Huit arbitres belges bénéficiaient, lors de la saison écoulée, du statut de semi-professionnel auprès de l'Union belge de football (URBSFA). Deux de plus viendront renforcer ce contingent à partir du prochain exercice. "Les arbitres bénéficiant de ces contrats ont tous obtenu de meilleurs résultats", a estimé Johan Verbist, patron de l'arbitrage belge. Les huit arbitres semi-pros se sont retrouvés tous les mardis lors de la défunte saison, d'abord pour un entraînement physique, ensuite pour une session technique et un entraînement sur le terrain. Ils se rassemblaient encore tous les jeudis pour une nouvelle demi-journée de préparation. Selon Johan Verbist, cette méthode a récolté de bons résultats.

"Cette émulation collective a poussé le groupe vers le haut, que ce soit sur le plan physique ou tactique. Pendant les séances vidéos, nous avons analysé les images de chacun des huit arbitres mais aussi celles de l'UEFA. Plus ils sont confrontés à des images au mieux ils sont préparés à prendre une décision en match", a expliqué M. Verbist.

"Par exemple, Bram Van Driessche et Nathan Verboomen ont particulièrement bien évolué cette année. Bart Vertenten a également très bien sifflé lors des dernières semaines", a-t-il ajouté. "Cette façon de travailler génère de la concurrence et c'est tant mieux. Une fois qu'un classement est établi, vous ne pouvez qu'être compétitif car tout le monde veut être au top et arbitrer les meilleurs matches."

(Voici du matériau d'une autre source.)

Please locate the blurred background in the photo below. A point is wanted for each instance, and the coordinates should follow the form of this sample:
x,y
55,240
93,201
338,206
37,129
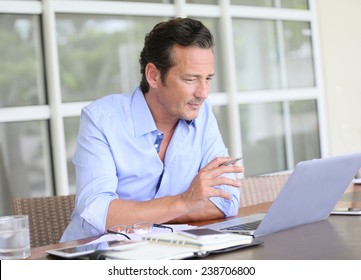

Johan Verbist a toutefois reconnu que l'arbitrage belge avait vécu une saison compliquée. "Nous avons dû implémenter beaucoup de nouvelles choses en peu de temps avec le statut de semi-professionnel et le VAR. Il faut pouvoir apprendre de ses erreurs, en tirer des conclusions et essayer de faire mieux la saison prochaine."

L'ancien arbitre international reste convaincu de l'apport de l'arbitrage vidéo, même s'il avoue que tout ne s'est pas déroulé comme prévu. "Je me demande parfois si nous ne sommes pas allés un peu vite. Nous avons d'abord parlé d'une phase de test avec 48 rencontres de championnat puis sont arrivés les playoffs, où se jouent le titre et les places européennes. La pression devient alors de plus en plus grande, que ce soit pour les arbitres, les équipes, les entraîneurs ou les supporters. Je ne nie pas que certaines erreurs ont été commises mais j'ai aussi lu beaucoup de choses totalement fausses. Le VAR constitue une aide à l'arbitre mais c'est à lui que revient la décision finale."